Last but not least, we extended arbitration to Bay earlier this week.  (We declined offers to Baldelli and Byrd.) That means that, even if he signs with someone else, we get compensatory draft picks.  So the saga continues.

Congratulations to Joe Castiglione, Dave O’Brien, and Jerry Remy for landing on the ballot for the Hall of Fame’s Frick Award, honoring the baseball’s best announcers.  They definitely deserve it.

We beat the Lightning and the Leafs.  Not so much the Habs.  We lost, 1-5, to Montreal.  Ugh.  That was just an awful game to watch.  Even with that loss, though, we’re in first place in the Northeast! Finally!
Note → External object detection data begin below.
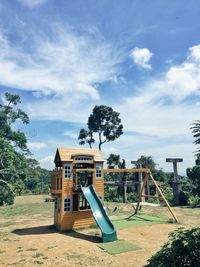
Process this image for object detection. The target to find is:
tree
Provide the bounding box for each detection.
[107,154,124,169]
[0,93,29,152]
[78,105,123,150]
[136,155,156,170]
[78,129,95,148]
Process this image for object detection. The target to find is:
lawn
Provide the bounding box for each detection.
[0,196,200,267]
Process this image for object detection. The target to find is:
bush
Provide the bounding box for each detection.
[146,228,200,267]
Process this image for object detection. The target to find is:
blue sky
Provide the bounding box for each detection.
[0,0,200,174]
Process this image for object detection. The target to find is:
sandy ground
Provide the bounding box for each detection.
[0,217,177,267]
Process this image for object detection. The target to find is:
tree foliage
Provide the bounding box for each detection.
[0,93,50,205]
[78,105,123,150]
[0,93,29,152]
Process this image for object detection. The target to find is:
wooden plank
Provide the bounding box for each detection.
[103,168,150,173]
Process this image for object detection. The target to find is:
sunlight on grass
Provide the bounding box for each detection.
[97,240,139,255]
[112,214,167,230]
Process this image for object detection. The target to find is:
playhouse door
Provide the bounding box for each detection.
[54,197,61,229]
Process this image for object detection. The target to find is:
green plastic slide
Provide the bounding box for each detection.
[81,185,117,242]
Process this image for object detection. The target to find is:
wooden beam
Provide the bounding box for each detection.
[103,168,150,173]
[150,173,178,223]
[72,168,95,172]
[142,195,162,198]
[128,173,149,219]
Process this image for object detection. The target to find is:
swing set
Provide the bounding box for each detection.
[103,168,179,223]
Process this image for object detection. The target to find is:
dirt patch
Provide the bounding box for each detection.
[0,221,176,267]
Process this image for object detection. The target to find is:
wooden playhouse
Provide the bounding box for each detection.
[52,148,105,231]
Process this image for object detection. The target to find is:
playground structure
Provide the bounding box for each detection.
[52,148,178,242]
[52,148,117,242]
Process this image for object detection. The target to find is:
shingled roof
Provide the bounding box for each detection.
[54,147,105,163]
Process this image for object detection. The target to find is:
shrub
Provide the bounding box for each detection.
[146,228,200,267]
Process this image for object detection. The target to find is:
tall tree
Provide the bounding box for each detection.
[0,93,29,152]
[186,154,200,197]
[190,120,200,154]
[78,105,123,150]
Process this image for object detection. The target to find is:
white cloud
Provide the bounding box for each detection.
[114,45,200,174]
[64,131,78,139]
[0,25,122,99]
[0,24,124,121]
[28,142,47,150]
[130,47,153,69]
[39,156,54,170]
[18,0,47,8]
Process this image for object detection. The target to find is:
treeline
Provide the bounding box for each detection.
[0,93,51,205]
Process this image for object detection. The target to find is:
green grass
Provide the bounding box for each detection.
[0,221,15,228]
[0,199,53,220]
[97,240,139,255]
[32,252,44,258]
[112,214,167,230]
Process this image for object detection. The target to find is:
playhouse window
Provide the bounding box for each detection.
[64,197,71,212]
[74,156,92,161]
[64,164,71,179]
[96,164,102,178]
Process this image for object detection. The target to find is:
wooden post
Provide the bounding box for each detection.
[150,173,178,223]
[128,173,149,219]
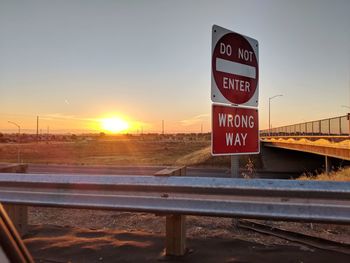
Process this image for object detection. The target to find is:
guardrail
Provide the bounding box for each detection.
[260,113,350,136]
[0,171,350,255]
[0,173,350,224]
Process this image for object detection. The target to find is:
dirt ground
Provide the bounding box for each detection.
[24,207,350,263]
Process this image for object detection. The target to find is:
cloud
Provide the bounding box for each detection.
[39,113,98,122]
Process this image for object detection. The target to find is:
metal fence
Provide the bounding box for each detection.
[260,113,350,136]
[0,173,350,224]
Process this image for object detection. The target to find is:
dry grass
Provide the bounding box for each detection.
[298,167,350,182]
[0,140,209,165]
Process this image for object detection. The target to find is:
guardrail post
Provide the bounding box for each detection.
[155,167,186,256]
[325,155,332,174]
[0,164,28,235]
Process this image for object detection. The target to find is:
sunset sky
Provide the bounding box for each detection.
[0,0,350,132]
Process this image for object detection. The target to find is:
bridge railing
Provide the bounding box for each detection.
[260,113,350,136]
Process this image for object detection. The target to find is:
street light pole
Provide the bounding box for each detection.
[269,94,283,135]
[8,121,21,163]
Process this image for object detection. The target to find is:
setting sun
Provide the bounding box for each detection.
[101,117,129,133]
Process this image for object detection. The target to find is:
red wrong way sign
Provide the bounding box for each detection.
[211,25,259,107]
[211,104,260,155]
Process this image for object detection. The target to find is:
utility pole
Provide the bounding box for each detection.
[269,94,283,135]
[8,121,21,163]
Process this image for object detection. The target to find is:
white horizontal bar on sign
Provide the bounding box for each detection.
[216,58,256,79]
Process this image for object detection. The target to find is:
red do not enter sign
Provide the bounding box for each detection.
[211,26,259,107]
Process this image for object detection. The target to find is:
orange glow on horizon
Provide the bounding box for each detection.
[100,117,130,133]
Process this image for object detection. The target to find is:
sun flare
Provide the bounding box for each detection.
[101,117,129,133]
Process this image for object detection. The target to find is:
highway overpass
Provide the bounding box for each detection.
[260,114,350,172]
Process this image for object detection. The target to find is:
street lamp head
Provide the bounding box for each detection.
[269,94,283,100]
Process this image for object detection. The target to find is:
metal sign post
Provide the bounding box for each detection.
[211,25,260,178]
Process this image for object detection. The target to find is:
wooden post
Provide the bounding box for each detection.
[0,164,28,235]
[155,167,186,256]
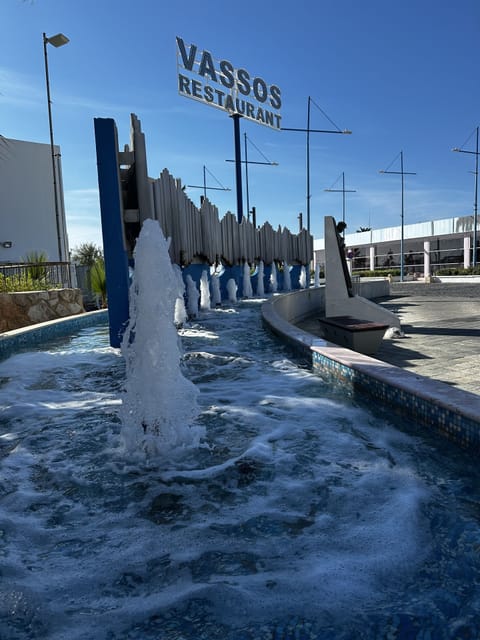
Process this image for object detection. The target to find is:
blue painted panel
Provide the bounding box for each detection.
[94,118,129,347]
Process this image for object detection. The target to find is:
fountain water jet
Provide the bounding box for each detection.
[270,262,278,293]
[200,271,210,311]
[283,262,292,291]
[257,260,265,298]
[243,262,253,298]
[227,278,238,302]
[185,274,200,318]
[121,220,204,454]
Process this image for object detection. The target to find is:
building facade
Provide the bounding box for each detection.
[314,216,480,275]
[0,136,69,264]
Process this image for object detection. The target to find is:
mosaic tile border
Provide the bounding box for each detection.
[311,348,480,451]
[0,309,108,360]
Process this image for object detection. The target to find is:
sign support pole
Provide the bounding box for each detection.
[232,113,243,224]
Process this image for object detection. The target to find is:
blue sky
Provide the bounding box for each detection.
[0,0,480,248]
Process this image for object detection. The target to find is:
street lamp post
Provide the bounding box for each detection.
[452,127,479,267]
[324,171,356,233]
[225,133,278,220]
[281,96,352,238]
[379,151,417,282]
[43,33,69,262]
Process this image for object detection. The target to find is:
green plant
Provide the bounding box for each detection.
[23,251,47,288]
[90,258,107,307]
[72,242,103,267]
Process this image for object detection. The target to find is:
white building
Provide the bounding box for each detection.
[314,216,480,273]
[0,136,69,264]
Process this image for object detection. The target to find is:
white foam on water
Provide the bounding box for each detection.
[0,298,476,640]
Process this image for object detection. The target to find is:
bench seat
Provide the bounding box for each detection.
[319,316,389,355]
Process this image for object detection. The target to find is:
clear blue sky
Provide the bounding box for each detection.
[0,0,480,248]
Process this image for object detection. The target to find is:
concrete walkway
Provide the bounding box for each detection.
[298,282,480,395]
[374,282,480,395]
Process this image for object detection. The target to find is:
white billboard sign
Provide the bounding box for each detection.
[177,36,282,130]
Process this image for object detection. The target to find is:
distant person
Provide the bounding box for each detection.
[405,251,415,273]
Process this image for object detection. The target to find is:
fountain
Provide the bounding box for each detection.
[0,221,480,640]
[210,273,222,307]
[227,278,238,302]
[257,260,265,298]
[200,271,210,311]
[298,265,308,289]
[283,262,292,291]
[243,262,253,298]
[185,274,200,318]
[270,262,278,293]
[121,220,203,454]
[314,262,320,289]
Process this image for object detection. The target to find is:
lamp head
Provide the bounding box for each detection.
[45,33,70,48]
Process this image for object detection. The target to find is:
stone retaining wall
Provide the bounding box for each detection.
[0,289,84,332]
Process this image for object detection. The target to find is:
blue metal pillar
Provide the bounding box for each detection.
[94,118,129,348]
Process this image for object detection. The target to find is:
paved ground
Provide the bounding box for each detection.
[299,282,480,395]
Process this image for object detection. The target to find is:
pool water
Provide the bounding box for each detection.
[0,300,480,640]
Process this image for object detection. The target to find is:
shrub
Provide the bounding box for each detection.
[90,258,107,307]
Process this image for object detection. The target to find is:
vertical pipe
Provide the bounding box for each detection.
[423,240,430,282]
[463,236,470,269]
[400,151,404,282]
[232,113,243,223]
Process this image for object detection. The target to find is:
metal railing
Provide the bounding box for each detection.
[0,262,72,293]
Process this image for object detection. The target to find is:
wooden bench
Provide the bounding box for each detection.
[319,316,389,355]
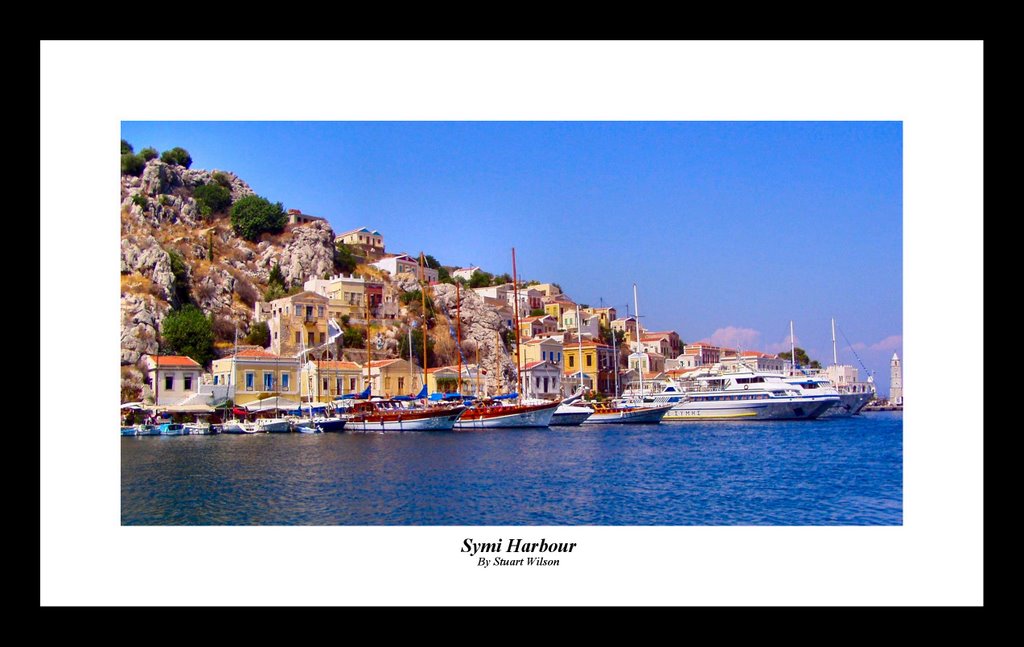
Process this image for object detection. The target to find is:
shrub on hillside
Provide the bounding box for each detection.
[161,304,213,366]
[231,272,259,308]
[231,196,288,242]
[121,153,145,175]
[193,184,231,216]
[160,146,191,169]
[213,316,236,342]
[212,171,231,190]
[246,321,270,348]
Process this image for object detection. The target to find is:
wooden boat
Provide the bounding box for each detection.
[455,394,561,430]
[345,399,466,432]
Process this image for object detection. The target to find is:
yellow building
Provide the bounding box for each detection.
[582,308,617,328]
[334,227,384,261]
[519,337,565,370]
[562,340,615,393]
[361,359,423,397]
[256,291,330,356]
[427,366,459,393]
[544,299,575,330]
[519,314,558,339]
[529,284,562,297]
[301,359,366,402]
[211,350,300,405]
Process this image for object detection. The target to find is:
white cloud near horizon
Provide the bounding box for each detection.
[765,335,808,355]
[850,335,903,350]
[709,326,761,350]
[870,335,903,350]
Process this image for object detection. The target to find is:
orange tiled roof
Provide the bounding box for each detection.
[427,366,459,374]
[362,359,401,369]
[227,348,284,359]
[150,355,200,369]
[316,359,359,371]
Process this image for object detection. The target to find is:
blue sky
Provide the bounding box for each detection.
[122,122,903,394]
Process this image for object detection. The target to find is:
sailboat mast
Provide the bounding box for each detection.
[633,284,643,400]
[790,319,797,371]
[364,295,374,397]
[455,283,462,395]
[608,322,618,397]
[420,252,427,395]
[577,303,585,389]
[833,317,839,365]
[512,247,522,396]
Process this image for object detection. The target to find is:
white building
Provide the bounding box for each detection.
[452,265,480,281]
[139,355,203,406]
[562,308,601,339]
[371,254,437,283]
[889,353,903,405]
[665,355,697,371]
[521,360,562,400]
[720,350,790,373]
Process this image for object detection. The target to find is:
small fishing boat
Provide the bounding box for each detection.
[551,389,594,427]
[584,401,675,425]
[184,421,216,436]
[255,418,292,434]
[160,423,188,436]
[455,393,561,430]
[345,399,466,432]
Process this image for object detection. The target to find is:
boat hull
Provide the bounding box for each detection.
[584,404,672,425]
[551,404,594,427]
[344,406,466,433]
[295,418,345,434]
[455,402,558,430]
[220,421,256,434]
[256,419,292,434]
[160,423,188,436]
[665,398,835,422]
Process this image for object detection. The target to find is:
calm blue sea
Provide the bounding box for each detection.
[121,413,903,525]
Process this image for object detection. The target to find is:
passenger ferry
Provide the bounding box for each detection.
[644,370,840,422]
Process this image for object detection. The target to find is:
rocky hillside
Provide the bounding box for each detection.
[121,159,334,364]
[121,159,515,392]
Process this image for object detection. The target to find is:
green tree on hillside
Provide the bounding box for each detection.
[246,321,270,348]
[231,196,288,242]
[160,146,191,169]
[161,303,213,366]
[193,184,231,216]
[167,250,191,304]
[121,153,145,175]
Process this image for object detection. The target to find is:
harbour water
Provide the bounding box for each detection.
[121,413,903,525]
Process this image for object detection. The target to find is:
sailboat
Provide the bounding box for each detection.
[551,384,594,427]
[821,317,874,418]
[577,284,674,425]
[294,331,345,434]
[455,248,561,431]
[345,253,466,432]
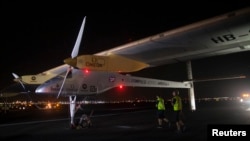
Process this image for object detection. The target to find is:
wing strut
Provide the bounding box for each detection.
[187,61,196,111]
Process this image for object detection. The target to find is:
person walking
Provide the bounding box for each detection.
[172,90,186,133]
[156,95,171,128]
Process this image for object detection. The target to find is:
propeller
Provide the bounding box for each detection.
[57,17,86,98]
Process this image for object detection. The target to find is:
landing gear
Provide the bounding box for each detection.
[78,114,92,128]
[69,95,93,129]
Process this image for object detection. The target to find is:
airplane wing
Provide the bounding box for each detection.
[96,7,250,67]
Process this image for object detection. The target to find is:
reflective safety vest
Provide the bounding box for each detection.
[156,97,165,110]
[173,96,182,111]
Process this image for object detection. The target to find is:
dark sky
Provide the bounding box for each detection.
[0,1,250,98]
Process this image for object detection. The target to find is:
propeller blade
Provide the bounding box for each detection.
[57,67,71,98]
[71,17,86,58]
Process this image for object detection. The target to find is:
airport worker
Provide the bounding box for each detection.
[172,90,186,133]
[156,95,171,128]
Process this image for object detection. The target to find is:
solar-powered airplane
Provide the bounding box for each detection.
[13,7,250,127]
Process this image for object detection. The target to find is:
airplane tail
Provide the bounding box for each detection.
[57,17,86,98]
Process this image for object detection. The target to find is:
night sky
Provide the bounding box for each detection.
[0,1,250,97]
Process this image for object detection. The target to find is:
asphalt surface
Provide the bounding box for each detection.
[0,101,250,141]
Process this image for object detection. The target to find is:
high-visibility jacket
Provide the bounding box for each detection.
[156,97,165,110]
[173,95,182,111]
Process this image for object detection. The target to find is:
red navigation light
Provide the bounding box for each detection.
[84,69,89,73]
[119,84,123,89]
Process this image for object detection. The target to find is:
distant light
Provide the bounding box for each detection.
[83,69,89,73]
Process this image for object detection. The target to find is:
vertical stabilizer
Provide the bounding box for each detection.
[187,61,196,111]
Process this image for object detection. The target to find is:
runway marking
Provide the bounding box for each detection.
[0,110,150,127]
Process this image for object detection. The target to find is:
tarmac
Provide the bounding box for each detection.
[0,101,250,141]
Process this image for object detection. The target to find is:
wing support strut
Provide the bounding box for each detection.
[69,95,76,128]
[187,61,196,111]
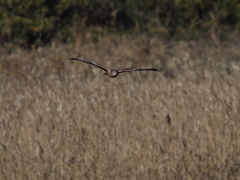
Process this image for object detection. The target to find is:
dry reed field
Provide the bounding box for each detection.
[0,35,240,180]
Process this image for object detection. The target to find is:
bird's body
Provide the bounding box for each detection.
[70,58,164,78]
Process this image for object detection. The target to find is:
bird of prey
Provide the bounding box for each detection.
[69,58,164,78]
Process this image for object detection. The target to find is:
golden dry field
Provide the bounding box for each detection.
[0,35,240,180]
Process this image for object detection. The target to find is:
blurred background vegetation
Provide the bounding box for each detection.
[0,0,240,47]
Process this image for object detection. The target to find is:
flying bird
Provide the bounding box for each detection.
[69,58,165,78]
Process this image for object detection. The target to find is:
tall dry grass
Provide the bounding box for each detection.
[0,36,240,180]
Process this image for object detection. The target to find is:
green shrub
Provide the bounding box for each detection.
[0,0,240,45]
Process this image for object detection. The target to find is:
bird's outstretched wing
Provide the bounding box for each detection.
[69,58,108,71]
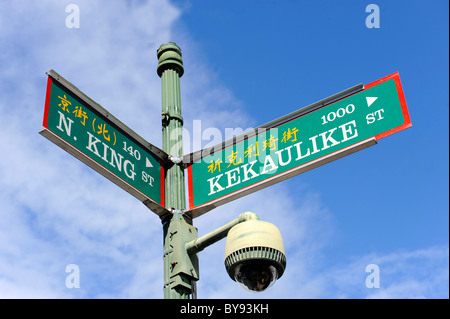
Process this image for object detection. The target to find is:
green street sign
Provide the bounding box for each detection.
[40,70,167,215]
[188,73,411,217]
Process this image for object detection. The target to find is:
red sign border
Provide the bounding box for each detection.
[187,72,412,210]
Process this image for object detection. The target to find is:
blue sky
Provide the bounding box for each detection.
[0,0,449,298]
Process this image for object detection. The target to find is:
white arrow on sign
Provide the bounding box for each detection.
[366,96,378,106]
[149,157,153,167]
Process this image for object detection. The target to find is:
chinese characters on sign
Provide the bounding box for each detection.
[188,73,411,209]
[41,76,164,210]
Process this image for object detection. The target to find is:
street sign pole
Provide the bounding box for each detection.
[157,42,198,299]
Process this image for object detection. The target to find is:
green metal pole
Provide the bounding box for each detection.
[157,42,198,299]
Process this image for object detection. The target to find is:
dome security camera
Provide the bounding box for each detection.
[225,219,286,292]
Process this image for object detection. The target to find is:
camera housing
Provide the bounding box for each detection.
[225,219,286,292]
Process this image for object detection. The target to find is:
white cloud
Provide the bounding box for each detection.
[0,0,448,298]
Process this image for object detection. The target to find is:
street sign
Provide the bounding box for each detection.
[40,70,167,215]
[188,73,411,217]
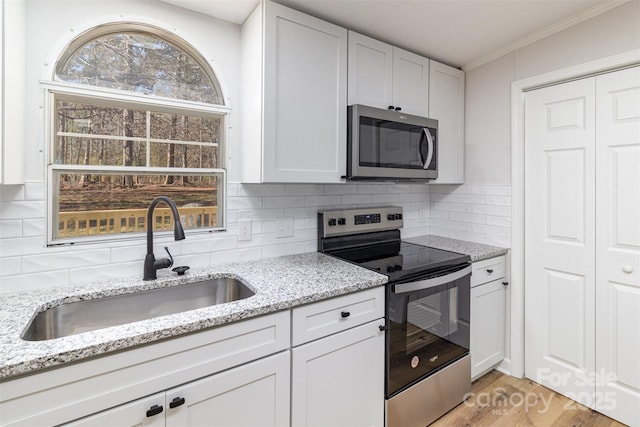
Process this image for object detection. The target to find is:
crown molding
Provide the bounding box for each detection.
[462,0,631,71]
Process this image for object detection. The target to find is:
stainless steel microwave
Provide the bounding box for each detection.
[346,105,438,181]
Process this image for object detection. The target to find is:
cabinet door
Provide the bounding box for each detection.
[429,61,464,184]
[262,2,347,183]
[291,320,384,426]
[392,47,429,117]
[470,280,506,379]
[64,393,166,427]
[348,31,394,108]
[166,351,290,427]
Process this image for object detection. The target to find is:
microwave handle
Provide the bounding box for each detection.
[420,128,433,169]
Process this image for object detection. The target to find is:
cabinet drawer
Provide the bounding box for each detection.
[471,255,506,288]
[291,286,384,346]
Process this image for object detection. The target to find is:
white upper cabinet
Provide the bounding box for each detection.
[240,1,347,183]
[429,60,464,184]
[348,31,429,117]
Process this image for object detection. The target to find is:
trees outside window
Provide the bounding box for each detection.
[48,25,229,244]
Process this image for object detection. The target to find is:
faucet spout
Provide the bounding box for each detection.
[143,196,185,280]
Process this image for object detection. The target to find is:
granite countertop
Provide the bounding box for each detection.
[0,236,508,381]
[403,235,509,262]
[0,253,387,381]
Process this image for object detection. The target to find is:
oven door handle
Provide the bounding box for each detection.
[393,265,471,294]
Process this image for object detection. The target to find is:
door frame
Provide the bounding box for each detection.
[502,49,640,378]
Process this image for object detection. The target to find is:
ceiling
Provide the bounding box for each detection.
[162,0,624,69]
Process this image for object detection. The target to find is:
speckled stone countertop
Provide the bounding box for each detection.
[0,253,387,381]
[404,236,509,262]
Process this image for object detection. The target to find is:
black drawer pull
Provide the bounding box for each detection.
[169,397,184,409]
[147,405,164,417]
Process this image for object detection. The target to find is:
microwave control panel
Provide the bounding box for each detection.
[318,206,403,238]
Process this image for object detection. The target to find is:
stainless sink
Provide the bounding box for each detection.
[22,277,254,341]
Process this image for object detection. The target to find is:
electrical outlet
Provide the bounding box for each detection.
[276,218,293,237]
[238,219,251,241]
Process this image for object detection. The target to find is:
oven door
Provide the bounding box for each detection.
[386,265,471,398]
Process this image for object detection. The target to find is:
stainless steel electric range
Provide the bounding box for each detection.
[318,206,471,427]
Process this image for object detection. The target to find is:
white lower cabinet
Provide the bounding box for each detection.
[291,320,384,426]
[65,351,290,427]
[291,287,384,427]
[470,256,506,379]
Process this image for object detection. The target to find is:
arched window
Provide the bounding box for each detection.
[49,24,229,243]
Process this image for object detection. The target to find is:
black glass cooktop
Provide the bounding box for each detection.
[327,241,471,283]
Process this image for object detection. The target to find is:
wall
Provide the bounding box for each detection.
[465,0,640,185]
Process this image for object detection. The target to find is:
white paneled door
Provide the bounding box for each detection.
[525,67,640,425]
[525,79,595,406]
[596,67,640,426]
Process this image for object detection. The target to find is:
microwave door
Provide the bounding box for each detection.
[418,128,434,169]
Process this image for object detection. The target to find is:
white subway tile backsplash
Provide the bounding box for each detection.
[0,182,511,292]
[465,185,510,196]
[238,184,284,197]
[487,216,511,228]
[469,224,509,237]
[0,267,69,293]
[0,185,24,202]
[357,184,391,194]
[371,193,398,205]
[469,205,510,216]
[22,218,46,237]
[449,194,487,205]
[227,197,262,210]
[0,200,45,219]
[69,262,143,285]
[24,182,45,200]
[284,184,324,196]
[0,257,21,276]
[324,184,359,196]
[487,196,511,206]
[22,248,111,273]
[449,212,486,224]
[211,247,262,265]
[0,219,22,239]
[238,209,284,221]
[341,194,373,205]
[262,196,304,209]
[304,195,343,207]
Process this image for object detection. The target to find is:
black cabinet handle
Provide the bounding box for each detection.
[169,397,184,409]
[147,405,164,417]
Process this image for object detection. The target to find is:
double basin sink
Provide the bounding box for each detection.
[22,277,255,341]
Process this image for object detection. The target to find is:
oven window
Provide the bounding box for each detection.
[387,277,470,397]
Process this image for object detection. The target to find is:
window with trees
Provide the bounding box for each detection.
[48,25,229,244]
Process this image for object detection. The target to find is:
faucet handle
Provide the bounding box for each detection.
[164,246,173,268]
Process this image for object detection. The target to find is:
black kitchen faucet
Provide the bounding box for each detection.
[143,196,185,280]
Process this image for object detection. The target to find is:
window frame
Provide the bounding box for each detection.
[41,81,231,246]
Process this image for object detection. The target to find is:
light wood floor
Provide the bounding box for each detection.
[431,371,624,427]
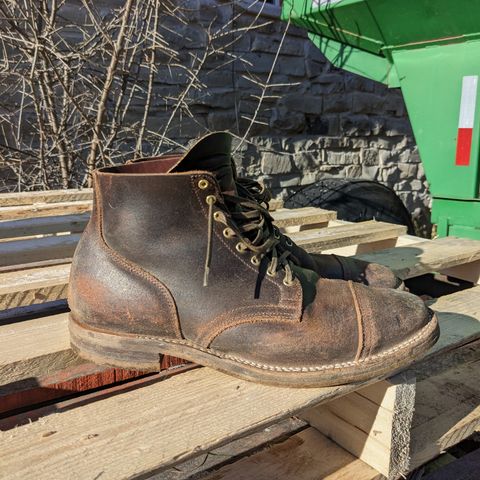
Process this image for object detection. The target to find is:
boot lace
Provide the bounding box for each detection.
[203,191,294,286]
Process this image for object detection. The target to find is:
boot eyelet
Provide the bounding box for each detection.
[235,242,247,253]
[223,228,235,238]
[205,195,217,205]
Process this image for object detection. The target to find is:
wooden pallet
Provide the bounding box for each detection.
[0,191,480,480]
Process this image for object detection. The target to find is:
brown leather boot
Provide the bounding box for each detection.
[69,144,438,387]
[132,132,405,290]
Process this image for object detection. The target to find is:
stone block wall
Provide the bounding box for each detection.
[165,0,431,233]
[0,0,430,232]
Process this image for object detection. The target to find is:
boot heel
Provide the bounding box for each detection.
[69,314,168,371]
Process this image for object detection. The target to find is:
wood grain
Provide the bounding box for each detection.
[290,220,407,253]
[0,188,93,207]
[0,287,480,479]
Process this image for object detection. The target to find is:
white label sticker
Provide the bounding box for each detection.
[458,75,478,128]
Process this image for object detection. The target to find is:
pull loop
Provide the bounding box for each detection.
[203,195,217,287]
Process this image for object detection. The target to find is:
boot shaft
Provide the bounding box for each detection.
[69,162,302,343]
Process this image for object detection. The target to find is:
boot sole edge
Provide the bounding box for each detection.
[69,314,439,388]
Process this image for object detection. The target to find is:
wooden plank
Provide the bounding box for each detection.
[422,448,480,480]
[303,287,480,478]
[0,313,72,385]
[0,188,93,207]
[0,213,90,239]
[0,232,480,308]
[356,237,480,279]
[152,417,308,480]
[272,207,337,228]
[0,233,81,267]
[0,200,92,220]
[0,287,480,479]
[198,428,380,480]
[0,263,71,310]
[410,359,480,469]
[302,372,415,478]
[290,220,407,253]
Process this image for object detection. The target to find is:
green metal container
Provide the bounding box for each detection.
[282,0,480,239]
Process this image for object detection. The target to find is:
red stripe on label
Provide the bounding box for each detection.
[455,128,473,167]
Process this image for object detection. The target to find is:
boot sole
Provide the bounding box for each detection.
[69,312,439,387]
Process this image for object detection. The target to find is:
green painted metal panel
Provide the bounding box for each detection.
[282,0,480,54]
[283,0,480,238]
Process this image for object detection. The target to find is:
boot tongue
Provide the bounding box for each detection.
[170,132,237,195]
One point ahead of the Sabres, but I’ll take it.  But the most significant B’s news this week has nothing to do with wins and losses.  Marc Savard signed a seven-year extension.  Ladies and gentlemen, that could very well be the highlight of the regular season.  It’s going to have a hugely positive impact it’s going to have on our future.  There is arguably no other center in the league who is as multi-faceted and deeply talented as Marc Savard.  Things aren’t as cheerful on the football front.  Talk about awful games to watch.  The Saints defeated us, 38-17.  Yeah.  Awful.